Bisnis.com, JAKARTA - Anggota Majelis Kehormatan Mahkamah Konstitusi (MK), Jimly Asshiddiqie menilai komentar yang bakal calon wakil presiden sekaligus Menkopulhukam Mahfud MD perlu diklarifikasi.
Mahfud sebelumnya meragukan Majelis Kehormatan Mahkamah Konstitusi (MKMK) bisa menangani dugaan pelanggaran kode etik dan pedoman perilaku hakim terkait putusan batas usia capres-cawapres dengan objektif.
“Ya Allah, apa benar ini komentarnya? Sebaiknya diklarifikasi dulu. Kalau benar ini sangat kasihan, tidak beradab,” cuit Jimly dalam akun Twitternya (@JimlyAs), Senin (23/10/2023) malam.

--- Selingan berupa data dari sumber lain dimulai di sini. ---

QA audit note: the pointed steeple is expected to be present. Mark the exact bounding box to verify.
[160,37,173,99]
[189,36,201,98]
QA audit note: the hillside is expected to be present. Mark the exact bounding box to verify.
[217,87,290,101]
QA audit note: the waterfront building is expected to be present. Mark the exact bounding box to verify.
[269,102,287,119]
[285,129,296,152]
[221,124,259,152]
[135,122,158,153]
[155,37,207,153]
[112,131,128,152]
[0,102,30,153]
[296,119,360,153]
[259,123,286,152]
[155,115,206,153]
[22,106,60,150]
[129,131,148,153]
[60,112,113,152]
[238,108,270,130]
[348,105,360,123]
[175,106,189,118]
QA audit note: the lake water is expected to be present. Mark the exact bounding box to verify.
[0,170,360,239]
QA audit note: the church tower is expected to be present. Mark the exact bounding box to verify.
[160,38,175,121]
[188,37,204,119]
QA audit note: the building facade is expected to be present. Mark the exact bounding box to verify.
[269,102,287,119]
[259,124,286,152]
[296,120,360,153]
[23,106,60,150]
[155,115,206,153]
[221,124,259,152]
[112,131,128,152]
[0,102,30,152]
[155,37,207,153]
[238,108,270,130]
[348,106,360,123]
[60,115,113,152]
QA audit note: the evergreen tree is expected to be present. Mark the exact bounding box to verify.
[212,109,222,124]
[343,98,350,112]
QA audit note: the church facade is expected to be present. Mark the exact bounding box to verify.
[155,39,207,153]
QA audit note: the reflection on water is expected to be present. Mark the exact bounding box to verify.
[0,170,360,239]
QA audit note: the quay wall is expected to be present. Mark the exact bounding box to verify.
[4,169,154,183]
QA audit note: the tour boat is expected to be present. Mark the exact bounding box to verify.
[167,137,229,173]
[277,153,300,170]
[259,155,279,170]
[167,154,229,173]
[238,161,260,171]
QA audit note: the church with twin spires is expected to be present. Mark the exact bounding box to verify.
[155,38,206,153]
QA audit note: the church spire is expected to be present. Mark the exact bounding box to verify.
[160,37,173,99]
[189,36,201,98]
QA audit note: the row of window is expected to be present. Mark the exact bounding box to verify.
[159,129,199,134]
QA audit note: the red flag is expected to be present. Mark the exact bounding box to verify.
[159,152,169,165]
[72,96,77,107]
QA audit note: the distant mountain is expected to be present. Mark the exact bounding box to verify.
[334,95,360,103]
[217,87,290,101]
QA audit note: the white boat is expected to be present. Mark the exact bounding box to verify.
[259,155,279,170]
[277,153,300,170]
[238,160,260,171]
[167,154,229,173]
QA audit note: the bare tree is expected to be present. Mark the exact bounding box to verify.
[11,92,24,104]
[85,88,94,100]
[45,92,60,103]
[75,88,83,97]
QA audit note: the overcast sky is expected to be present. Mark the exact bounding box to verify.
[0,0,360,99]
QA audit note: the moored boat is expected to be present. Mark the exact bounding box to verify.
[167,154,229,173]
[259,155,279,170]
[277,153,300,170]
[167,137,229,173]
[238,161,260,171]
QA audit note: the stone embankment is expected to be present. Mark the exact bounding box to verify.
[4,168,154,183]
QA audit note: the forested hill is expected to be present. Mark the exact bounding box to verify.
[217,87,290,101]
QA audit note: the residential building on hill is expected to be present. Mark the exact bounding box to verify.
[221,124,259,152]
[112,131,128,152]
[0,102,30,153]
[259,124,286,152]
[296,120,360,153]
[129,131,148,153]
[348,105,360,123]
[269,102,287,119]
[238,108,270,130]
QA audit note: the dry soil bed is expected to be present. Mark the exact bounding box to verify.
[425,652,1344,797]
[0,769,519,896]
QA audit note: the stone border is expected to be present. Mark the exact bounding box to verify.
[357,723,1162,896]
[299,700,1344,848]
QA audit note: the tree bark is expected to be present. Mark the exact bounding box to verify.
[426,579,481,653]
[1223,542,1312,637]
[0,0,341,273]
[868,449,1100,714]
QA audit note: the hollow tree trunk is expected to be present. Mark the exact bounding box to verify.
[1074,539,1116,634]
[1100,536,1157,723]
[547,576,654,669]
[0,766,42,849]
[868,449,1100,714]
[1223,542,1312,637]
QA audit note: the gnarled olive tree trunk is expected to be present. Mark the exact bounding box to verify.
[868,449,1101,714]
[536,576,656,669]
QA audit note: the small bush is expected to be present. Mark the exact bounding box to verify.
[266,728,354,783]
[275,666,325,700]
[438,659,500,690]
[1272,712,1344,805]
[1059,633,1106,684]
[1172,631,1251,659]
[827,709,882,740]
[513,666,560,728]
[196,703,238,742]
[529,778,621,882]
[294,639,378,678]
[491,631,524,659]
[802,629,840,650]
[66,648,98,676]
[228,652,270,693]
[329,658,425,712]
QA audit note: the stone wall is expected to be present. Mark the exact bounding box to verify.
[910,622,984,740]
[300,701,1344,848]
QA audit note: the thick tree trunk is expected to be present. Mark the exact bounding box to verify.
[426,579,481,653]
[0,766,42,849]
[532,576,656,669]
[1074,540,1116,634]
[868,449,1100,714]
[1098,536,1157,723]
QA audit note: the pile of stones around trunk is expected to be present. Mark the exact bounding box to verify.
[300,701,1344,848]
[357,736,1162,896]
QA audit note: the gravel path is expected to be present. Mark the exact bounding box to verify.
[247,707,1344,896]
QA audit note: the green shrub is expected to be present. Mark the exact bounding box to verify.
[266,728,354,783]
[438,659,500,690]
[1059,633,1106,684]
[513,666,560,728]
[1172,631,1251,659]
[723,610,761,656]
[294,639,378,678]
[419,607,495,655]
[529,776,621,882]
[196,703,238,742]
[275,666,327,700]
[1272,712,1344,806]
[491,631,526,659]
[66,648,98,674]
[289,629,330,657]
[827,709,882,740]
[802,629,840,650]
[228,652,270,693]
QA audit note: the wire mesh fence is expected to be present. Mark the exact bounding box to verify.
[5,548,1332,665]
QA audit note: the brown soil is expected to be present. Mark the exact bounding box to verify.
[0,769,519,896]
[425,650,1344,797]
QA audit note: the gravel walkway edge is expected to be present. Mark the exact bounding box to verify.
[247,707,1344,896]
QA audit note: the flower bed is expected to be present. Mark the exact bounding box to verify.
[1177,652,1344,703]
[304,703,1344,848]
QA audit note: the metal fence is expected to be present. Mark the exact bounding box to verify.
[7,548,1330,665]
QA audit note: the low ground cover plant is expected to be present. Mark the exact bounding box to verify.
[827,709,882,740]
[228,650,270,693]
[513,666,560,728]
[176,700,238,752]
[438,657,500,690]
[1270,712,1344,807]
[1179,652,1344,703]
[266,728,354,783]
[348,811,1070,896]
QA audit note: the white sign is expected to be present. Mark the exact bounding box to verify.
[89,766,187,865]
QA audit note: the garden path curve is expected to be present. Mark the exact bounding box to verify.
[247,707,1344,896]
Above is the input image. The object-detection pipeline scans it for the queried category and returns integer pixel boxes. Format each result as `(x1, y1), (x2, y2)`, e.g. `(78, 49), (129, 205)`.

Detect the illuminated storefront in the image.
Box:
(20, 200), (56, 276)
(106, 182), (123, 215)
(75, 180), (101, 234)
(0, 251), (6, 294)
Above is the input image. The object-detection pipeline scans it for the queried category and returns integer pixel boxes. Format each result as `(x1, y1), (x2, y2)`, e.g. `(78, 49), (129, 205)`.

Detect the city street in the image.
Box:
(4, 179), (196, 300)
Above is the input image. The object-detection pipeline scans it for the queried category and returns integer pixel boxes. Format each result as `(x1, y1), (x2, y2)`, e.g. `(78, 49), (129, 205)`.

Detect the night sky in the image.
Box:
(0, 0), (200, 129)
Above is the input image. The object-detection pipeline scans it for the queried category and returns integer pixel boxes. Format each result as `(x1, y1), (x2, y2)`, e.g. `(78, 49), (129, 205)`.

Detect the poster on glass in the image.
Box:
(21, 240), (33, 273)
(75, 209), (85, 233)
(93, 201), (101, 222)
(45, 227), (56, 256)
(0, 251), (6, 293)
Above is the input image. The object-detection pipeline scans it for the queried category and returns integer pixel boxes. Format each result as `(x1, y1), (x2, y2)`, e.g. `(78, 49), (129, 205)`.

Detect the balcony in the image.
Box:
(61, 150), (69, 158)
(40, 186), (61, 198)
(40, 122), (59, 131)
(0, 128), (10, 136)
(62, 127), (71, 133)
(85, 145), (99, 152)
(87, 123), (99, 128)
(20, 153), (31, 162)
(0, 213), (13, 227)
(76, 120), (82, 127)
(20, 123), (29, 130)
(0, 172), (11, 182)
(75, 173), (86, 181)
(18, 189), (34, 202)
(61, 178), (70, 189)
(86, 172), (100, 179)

Jimly menyebut bahwa apa yang dilakukan Mahfud sangat tidak pantas jika dirinya masih menganggap dirinya sebagai pengamat atau kometator.

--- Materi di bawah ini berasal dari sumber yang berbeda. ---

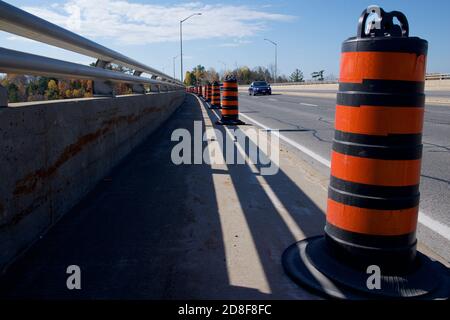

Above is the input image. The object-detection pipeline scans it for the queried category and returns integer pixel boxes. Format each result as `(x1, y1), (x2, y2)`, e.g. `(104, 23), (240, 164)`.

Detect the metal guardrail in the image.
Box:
(0, 1), (184, 104)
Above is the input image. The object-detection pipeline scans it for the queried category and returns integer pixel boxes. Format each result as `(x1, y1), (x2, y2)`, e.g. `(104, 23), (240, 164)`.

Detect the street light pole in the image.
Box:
(217, 60), (227, 76)
(180, 12), (202, 82)
(172, 56), (178, 79)
(264, 39), (278, 82)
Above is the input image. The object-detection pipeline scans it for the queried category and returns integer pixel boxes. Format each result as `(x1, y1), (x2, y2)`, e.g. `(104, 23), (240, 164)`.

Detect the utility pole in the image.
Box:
(180, 12), (202, 82)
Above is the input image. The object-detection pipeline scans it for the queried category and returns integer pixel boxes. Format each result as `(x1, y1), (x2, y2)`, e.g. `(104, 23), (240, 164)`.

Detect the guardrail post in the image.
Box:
(0, 85), (8, 108)
(131, 70), (145, 94)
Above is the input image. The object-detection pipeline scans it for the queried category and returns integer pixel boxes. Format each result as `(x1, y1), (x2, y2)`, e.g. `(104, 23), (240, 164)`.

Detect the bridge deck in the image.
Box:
(0, 95), (330, 299)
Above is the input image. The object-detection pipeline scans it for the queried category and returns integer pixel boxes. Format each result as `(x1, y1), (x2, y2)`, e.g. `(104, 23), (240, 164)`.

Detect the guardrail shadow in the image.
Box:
(0, 95), (324, 299)
(204, 101), (325, 299)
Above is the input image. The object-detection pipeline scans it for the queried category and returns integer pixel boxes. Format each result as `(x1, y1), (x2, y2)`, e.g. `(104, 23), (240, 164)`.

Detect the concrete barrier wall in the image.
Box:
(0, 91), (185, 270)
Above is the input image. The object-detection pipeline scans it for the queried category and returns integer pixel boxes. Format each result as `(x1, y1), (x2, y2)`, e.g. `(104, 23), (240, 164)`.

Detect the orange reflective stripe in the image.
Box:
(222, 91), (238, 97)
(222, 109), (239, 116)
(331, 151), (421, 186)
(222, 100), (238, 107)
(339, 52), (426, 83)
(327, 199), (419, 236)
(335, 105), (424, 135)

Terlebih, saat ini posisi dirinya masih sebagai Menkopolhukam dan sedang mencalonkan diri sebagai Wakil Presiden Indonesia periode berikutnya.
“Padahal sudah diberi amanat untuk kerja sebagain Menko, apalagi mau jadi wapres. Mudah-mudahan ini salah kutip,” ujarnya.
Baca Juga
Diberitakan sebelumnya Mahfud MD meragukan Majelis Kehormatan Mahkamah Konstitusi (MKMK) bisa menangani dugaan pelanggaran kode etik dan pedoman perilaku hakim terkait putusan batas usia capres-cawapres dengan objektif.

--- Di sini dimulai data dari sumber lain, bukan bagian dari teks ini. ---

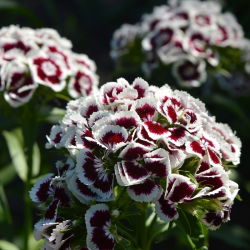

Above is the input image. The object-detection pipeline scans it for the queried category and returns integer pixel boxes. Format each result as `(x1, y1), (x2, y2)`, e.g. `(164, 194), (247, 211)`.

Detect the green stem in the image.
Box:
(21, 103), (37, 250)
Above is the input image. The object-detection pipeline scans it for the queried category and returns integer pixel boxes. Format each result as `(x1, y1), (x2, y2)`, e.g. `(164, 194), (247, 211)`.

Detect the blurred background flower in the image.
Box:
(0, 0), (250, 250)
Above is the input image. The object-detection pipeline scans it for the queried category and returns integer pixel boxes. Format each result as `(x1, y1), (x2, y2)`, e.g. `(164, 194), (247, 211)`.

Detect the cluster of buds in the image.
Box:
(31, 78), (241, 250)
(0, 26), (98, 107)
(111, 0), (250, 87)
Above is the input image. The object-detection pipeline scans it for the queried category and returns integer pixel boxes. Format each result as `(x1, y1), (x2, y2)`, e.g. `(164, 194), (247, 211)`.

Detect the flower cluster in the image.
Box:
(0, 26), (98, 107)
(31, 78), (241, 250)
(111, 0), (250, 87)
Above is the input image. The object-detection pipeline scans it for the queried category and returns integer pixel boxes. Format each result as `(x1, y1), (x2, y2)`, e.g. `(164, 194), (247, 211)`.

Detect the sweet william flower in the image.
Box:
(30, 78), (241, 250)
(47, 78), (241, 224)
(110, 0), (250, 92)
(0, 25), (98, 107)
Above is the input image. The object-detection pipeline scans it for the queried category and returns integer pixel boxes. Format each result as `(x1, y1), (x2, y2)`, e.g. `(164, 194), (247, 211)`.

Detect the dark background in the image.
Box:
(0, 0), (250, 250)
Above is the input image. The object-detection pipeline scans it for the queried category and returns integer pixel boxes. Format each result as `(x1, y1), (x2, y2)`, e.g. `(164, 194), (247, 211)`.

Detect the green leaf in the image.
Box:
(177, 210), (208, 250)
(0, 240), (19, 250)
(3, 129), (28, 181)
(32, 143), (41, 176)
(38, 107), (65, 124)
(28, 233), (44, 250)
(0, 0), (17, 9)
(0, 164), (16, 186)
(0, 185), (12, 223)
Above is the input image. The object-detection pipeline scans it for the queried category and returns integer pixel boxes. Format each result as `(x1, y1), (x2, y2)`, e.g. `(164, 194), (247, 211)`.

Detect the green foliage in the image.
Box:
(3, 129), (28, 181)
(177, 210), (208, 250)
(0, 240), (19, 250)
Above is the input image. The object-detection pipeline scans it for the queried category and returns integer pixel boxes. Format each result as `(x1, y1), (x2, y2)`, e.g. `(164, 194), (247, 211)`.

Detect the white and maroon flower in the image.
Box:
(0, 36), (38, 61)
(127, 179), (162, 202)
(155, 195), (179, 222)
(173, 58), (207, 88)
(202, 207), (231, 230)
(30, 174), (54, 202)
(68, 68), (98, 98)
(110, 24), (139, 58)
(1, 60), (38, 107)
(0, 25), (99, 107)
(30, 56), (67, 92)
(165, 174), (196, 203)
(40, 78), (240, 243)
(111, 0), (250, 88)
(85, 204), (115, 250)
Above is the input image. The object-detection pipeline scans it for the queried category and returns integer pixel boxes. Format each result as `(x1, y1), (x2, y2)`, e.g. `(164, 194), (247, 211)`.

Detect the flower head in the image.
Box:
(0, 26), (98, 107)
(111, 0), (250, 88)
(42, 78), (241, 242)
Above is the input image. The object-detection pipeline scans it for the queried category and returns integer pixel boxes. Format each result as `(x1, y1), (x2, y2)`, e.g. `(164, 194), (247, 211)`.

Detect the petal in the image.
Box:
(29, 174), (54, 202)
(144, 149), (171, 178)
(66, 174), (102, 204)
(165, 174), (196, 203)
(68, 68), (99, 98)
(120, 161), (150, 186)
(44, 199), (60, 220)
(144, 121), (168, 140)
(54, 187), (70, 206)
(34, 219), (57, 240)
(202, 211), (224, 230)
(134, 97), (157, 121)
(186, 141), (205, 159)
(169, 149), (187, 169)
(80, 96), (99, 119)
(86, 227), (115, 250)
(167, 127), (187, 147)
(56, 157), (75, 176)
(30, 56), (67, 92)
(94, 125), (128, 151)
(85, 204), (111, 231)
(113, 111), (140, 129)
(173, 58), (207, 88)
(46, 125), (63, 148)
(76, 149), (101, 185)
(75, 127), (98, 150)
(119, 142), (150, 161)
(155, 195), (179, 222)
(195, 166), (228, 190)
(207, 147), (221, 166)
(132, 77), (149, 99)
(90, 173), (113, 200)
(127, 180), (162, 202)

Mahfud menyebut, ada kemungkinan keputusan anggota MKMK terpengaruh uang alias bisa dibeli. Dia pun meminta masyarakat untuk kritis dan mengawal MKMK.
"Ya jangan terlalu optimistis juga karena kadang kala siapa yang akan menjadi majelis itu terkadang bisa dibeli juga, bisa direkayasa juga, 'Kamu yang jadi, kamu yang jadi, kamu yang jadi.' Jadi keputusan ini bisa saja terjadi jika situasi pengembangan dan pemenuhan hukum masih seperti sekarang," ujar Mahfud dalam diskusi dengan milenial di M Bloc, Jakarta Selatan, Senin (23/10/2023).
Lebih lanjut, Mahfud memang merasa Ketua MK Anwar Usman seharusnya tidak boleh mengadili perkara nomor 90/PUU-XXI/2023 yang memuluskan jalan ke keponakan, Gibran Rakabuming Raka, untuk maju sebagai calon wakil presiden (cawapres) dalam ajang Pilpres 2024.
Mantan ketua MK ini menjelaskan, seorang hakim notabenenya tidak boleh mengadili perkara yang berkepentingan diri sendiri ataupun berhubungan dengan kepentingan keluarganya. Menurutnya, itu asas yang tidak bisa dilanggar.